44.1 Definition and Properties

Definition 44.1 (Multivariate normal distribution) A random vector \(\vec X = (X_1, \dots, X_k)\) is said to have a multivariate normal distribution if it can be expressed as \[ \vec X = \underset{k \times m}{A} \vec Z + \vec \mu, \tag{44.1}\] where \(\vec Z = (Z_1, \dots, Z_m)\) is a random vector of i.i.d. standard normal random variables, \(A\) is an \(k \times m\) matrix, and \(\vec\mu\) is a constant vector in \(\mathbb{R}^n\).

In other words, the definition of the multivariate normal distribution is exactly analogous to the definition of the general normal distribution in Definition 22.4.

The mean vector and covariance matrix is easily determined from Equation 44.1.

Proposition 44.1 (Multivariate normal expectation and variance) \[\begin{align} \text{E}\!\left[ \vec X \right] &= \vec\mu & \text{Var}\!\left[ \vec X \right] &= AA^\intercal \end{align}\]

Proof

Since \(Z_1, \dots, Z_m\) i.i.d. standard normal, it follows that \[ \text{E}\!\left[ \vec Z \right] = \vec{0} \qquad \text{and} \qquad \text{Var}\!\left[ \vec Z \right] = I_{m \times m}. \] Hence, \[ \text{E}\!\left[ \vec X \right] = A \text{E}\!\left[ \vec Z \right] + \vec{\mu} = \vec{\mu} \] and \[ \text{Var}\!\left[ \vec X \right] = A \text{Var}\!\left[ \vec Z \right] A^\intercal = AA^\intercal \] by Proposition 43.1.

A multivariate normal random vector does not necessarily have a PDF. But it does when \(A\) is invertible, as we show next.

Proposition 44.2 (PDF of the multivariate normal distribution) Let \(\vec X\) be defined as in Equation 44.1, where \(A\) is a \(k \times k\) invertible matrix.
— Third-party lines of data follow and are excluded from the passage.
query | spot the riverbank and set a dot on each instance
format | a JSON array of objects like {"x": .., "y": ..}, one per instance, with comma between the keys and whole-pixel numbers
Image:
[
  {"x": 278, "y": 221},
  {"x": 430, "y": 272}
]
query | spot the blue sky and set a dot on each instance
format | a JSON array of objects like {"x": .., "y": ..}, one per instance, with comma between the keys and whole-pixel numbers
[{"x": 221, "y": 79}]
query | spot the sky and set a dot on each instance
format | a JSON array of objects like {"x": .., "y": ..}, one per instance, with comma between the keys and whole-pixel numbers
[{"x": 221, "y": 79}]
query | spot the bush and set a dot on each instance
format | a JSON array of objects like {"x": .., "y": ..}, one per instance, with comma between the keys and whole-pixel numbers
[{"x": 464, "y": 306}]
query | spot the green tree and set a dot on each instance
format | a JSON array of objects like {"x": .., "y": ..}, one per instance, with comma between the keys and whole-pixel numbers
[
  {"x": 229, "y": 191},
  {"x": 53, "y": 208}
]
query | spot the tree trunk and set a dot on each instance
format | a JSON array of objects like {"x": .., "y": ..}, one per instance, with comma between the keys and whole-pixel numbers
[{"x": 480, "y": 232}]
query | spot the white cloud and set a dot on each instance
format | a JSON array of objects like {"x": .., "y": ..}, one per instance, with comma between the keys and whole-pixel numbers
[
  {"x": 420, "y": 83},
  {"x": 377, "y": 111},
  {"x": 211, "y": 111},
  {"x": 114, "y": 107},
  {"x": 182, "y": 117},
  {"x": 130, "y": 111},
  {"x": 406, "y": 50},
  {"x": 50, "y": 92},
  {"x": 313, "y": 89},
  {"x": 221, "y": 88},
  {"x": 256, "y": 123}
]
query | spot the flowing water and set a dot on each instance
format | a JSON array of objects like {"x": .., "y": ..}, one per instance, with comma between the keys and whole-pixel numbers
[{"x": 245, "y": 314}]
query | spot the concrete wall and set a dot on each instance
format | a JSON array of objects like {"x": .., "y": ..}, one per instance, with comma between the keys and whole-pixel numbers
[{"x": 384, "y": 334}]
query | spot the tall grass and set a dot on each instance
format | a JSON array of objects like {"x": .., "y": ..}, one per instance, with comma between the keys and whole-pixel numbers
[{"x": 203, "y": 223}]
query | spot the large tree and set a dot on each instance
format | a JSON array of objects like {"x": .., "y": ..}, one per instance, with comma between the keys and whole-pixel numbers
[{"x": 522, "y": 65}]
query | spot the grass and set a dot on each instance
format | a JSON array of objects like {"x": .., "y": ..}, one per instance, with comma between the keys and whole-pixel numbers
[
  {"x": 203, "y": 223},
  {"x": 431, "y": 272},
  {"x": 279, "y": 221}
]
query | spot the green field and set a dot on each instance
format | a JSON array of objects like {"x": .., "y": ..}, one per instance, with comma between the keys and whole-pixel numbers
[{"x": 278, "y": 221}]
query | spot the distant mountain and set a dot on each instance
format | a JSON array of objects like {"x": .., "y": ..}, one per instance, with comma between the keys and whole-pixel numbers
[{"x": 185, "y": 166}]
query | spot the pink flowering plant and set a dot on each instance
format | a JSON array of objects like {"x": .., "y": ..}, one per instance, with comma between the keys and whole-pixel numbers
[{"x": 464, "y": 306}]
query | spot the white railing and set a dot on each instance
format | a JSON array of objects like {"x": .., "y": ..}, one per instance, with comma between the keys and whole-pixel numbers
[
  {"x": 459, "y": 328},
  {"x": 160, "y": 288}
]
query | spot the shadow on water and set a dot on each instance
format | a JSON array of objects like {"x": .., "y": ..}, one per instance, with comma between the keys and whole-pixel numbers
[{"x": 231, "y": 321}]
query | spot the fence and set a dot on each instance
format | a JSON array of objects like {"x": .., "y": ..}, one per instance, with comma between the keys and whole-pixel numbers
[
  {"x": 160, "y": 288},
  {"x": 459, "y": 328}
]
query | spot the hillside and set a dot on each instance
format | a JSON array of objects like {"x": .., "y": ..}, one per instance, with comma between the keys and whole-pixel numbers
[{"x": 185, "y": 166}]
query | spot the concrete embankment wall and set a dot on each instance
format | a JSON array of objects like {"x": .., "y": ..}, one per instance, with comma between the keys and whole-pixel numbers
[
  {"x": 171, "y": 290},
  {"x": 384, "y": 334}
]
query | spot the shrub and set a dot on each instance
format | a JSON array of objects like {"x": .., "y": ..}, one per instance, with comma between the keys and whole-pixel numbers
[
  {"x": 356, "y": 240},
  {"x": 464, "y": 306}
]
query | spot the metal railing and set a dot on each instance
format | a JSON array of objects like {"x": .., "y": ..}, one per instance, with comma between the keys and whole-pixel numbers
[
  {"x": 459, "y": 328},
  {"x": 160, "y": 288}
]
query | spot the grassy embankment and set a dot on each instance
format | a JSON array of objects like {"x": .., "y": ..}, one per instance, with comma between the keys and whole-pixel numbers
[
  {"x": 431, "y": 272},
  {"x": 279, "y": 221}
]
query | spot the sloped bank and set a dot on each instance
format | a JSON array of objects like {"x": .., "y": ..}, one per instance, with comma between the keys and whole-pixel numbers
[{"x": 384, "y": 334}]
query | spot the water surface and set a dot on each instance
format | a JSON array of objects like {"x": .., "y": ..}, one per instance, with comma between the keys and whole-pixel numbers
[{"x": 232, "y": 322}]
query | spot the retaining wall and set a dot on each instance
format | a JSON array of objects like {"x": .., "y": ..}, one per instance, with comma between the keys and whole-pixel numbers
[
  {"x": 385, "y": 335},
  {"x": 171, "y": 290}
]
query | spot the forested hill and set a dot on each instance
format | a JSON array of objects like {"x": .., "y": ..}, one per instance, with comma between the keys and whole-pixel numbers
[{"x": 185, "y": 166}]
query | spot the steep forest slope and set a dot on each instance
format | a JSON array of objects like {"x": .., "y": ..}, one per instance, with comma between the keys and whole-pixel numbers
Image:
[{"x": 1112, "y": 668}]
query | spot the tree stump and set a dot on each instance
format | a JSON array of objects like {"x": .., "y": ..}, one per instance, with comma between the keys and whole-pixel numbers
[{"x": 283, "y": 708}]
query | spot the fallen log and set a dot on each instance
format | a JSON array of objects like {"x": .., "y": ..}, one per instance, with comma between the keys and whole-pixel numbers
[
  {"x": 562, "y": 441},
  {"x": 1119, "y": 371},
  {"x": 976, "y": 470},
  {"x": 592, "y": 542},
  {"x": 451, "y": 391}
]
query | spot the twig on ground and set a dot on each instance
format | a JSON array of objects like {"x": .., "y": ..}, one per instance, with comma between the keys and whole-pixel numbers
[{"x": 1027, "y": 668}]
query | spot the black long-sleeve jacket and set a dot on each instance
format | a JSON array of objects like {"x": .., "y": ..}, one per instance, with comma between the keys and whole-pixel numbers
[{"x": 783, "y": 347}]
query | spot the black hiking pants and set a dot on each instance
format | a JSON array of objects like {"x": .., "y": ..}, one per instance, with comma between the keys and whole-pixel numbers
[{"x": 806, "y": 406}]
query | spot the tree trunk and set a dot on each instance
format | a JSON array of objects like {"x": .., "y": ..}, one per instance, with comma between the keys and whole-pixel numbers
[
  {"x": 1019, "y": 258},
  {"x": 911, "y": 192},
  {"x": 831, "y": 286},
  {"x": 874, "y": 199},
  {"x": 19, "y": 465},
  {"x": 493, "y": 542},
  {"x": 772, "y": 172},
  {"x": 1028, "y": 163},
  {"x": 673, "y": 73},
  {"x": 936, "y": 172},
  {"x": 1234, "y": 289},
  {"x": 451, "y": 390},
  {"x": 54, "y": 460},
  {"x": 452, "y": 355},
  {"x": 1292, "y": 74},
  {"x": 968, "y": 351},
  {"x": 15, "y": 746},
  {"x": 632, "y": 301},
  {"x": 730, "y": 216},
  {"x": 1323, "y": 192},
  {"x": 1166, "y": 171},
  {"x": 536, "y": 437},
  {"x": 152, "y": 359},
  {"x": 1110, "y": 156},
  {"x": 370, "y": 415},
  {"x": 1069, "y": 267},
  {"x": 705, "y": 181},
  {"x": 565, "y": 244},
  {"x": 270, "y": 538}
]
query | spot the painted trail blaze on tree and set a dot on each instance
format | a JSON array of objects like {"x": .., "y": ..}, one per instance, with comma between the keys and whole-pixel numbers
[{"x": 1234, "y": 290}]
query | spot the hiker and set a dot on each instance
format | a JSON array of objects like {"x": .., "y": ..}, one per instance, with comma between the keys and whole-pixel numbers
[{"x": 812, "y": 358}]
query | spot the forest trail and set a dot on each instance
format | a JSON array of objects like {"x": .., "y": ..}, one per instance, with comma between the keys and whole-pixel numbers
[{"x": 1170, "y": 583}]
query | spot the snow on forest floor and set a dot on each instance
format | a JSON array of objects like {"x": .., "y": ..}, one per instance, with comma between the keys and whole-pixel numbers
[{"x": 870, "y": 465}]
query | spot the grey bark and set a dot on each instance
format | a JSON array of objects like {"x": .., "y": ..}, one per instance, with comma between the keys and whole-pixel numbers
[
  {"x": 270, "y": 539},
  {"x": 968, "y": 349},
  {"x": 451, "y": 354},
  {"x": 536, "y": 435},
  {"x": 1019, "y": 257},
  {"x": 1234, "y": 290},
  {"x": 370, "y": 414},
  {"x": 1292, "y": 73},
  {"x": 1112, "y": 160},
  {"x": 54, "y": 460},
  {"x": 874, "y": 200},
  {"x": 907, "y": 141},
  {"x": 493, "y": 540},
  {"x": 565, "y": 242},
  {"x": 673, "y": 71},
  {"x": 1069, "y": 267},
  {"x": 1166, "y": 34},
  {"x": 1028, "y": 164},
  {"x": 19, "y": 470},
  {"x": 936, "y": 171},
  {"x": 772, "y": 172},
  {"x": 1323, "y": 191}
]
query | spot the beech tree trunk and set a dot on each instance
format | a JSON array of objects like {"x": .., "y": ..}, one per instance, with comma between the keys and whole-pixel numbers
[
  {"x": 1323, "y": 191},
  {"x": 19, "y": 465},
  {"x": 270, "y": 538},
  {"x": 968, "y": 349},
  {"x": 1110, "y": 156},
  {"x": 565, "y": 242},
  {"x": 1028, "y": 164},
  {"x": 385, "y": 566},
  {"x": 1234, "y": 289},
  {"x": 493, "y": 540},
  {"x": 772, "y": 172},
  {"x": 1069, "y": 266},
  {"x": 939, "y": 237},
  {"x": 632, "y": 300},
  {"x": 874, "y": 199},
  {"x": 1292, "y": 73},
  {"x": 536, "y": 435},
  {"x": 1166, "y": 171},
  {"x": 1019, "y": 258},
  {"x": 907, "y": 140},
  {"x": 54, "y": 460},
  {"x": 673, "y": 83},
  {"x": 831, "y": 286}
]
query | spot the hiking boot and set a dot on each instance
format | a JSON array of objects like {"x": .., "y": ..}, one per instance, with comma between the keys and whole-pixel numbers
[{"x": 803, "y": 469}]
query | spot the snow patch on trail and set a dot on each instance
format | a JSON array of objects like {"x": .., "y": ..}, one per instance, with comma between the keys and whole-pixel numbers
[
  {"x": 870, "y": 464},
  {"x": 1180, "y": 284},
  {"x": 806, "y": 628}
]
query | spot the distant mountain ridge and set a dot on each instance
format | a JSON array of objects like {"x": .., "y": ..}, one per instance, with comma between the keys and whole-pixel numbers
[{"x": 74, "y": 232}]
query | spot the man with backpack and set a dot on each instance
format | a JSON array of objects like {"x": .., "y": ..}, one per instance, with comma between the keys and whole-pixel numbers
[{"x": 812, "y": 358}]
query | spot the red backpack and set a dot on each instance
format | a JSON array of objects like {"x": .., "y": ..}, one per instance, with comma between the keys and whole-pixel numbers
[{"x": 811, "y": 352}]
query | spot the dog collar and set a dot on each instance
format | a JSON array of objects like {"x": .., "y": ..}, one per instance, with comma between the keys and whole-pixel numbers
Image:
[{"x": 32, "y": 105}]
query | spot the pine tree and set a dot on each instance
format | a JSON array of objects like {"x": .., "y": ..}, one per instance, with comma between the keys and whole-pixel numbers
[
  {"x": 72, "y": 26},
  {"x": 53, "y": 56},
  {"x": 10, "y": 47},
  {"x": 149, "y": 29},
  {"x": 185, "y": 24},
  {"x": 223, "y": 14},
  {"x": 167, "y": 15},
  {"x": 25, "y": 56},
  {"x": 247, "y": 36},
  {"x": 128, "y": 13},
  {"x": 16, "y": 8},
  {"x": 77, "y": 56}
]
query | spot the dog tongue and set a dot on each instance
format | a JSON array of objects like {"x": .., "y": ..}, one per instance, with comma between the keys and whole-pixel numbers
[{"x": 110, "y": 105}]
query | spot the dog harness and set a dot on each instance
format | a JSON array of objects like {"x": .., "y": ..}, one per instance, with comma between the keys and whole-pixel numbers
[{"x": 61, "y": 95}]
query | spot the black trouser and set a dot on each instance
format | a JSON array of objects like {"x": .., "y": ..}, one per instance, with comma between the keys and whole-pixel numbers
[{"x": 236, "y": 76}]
Then, the PDF of \(\vec X\) is \[ f_{\vec X}(\vec x) = \frac{1}{(2\pi)^{k/2} |\det(A)|} e^{-\frac{1}{2} (\vec x - \vec\mu)^\intercal (AA^\intercal)^{-1} (\vec x - \vec\mu)}. \]

If we let \(\Sigma \overset{\text{def}}{=}AA^\intercal\) be the covariance matrix of \(\vec X\), then \[ f_{\vec X}(\vec x) = \frac{1}{(2\pi)^{k/2} \det(\Sigma)^{1/2}} e^{-\frac{1}{2} (\vec x - \vec\mu)^\intercal \Sigma^{-1} (\vec x - \vec\mu)}. \tag{44.2}\]

Note that this PDF is only well-defined when the covariance matrix \(\Sigma\) is invertible.

Proof

First, notice that the PDF of \(\vec Z\) is \[ f_{\vec Z}(\vec z) = \prod_{j=1}^k \frac{1}{\sqrt{2\pi}} e^{-z_j^2} = \frac{1}{(2\pi)^{k/2}} e^{-\vec z^\intercal \vec z}. \]

Since \(\vec X\) is a one-to-one transformation of \(\vec Z\), we can determine its PDF using Jacobians, as discussed in Chapter 42. Notice that \(\vec Z = A^{-1}(\vec X)\).

\[\begin{align} f_{\vec X}(\vec x) &= f_{\vec Z}(\vec z) \left|\det \left[\frac{\partial \vec z}{\partial \vec x} \right]\right| \\ &= f_{\vec Z}\big(A^{-1}(\vec x - \vec\mu)\big) \left|\det \left[\frac{\partial \vec z}{\partial \vec x} \right]\right| \\ &= \frac{1}{(2\pi)^{k/2}} e^{-\frac{1}{2}(A^{-1}(\vec x - \vec\mu))^\intercal (A^{-1}(\vec x - \vec\mu))} \left|\frac{1}{\det A}\right| \\ &= \frac{1}{(2\pi)^{k/2} |\det A|} e^{-\frac{1}{2}(\vec x - \vec\mu)^\intercal (AA^\intercal)^{-1} (\vec x - \vec\mu))}. \end{align}\]

We can obtain the final form (Equation 44.2) by substituting \(\Sigma\) for \(AA^\intercal\) and noting that \[ \det\Sigma = \det(AA^\intercal) = \det(A)\det(A^\intercal) = \det(A)^2. \]

Proposition 44.2 suggests that the multivariate normal distribution can be parametrized by the mean vector \(\vec\mu\) and covariance matrix \(\Sigma\). We write \[ \vec X \sim \textrm{MVN}(\vec\mu, \Sigma). \]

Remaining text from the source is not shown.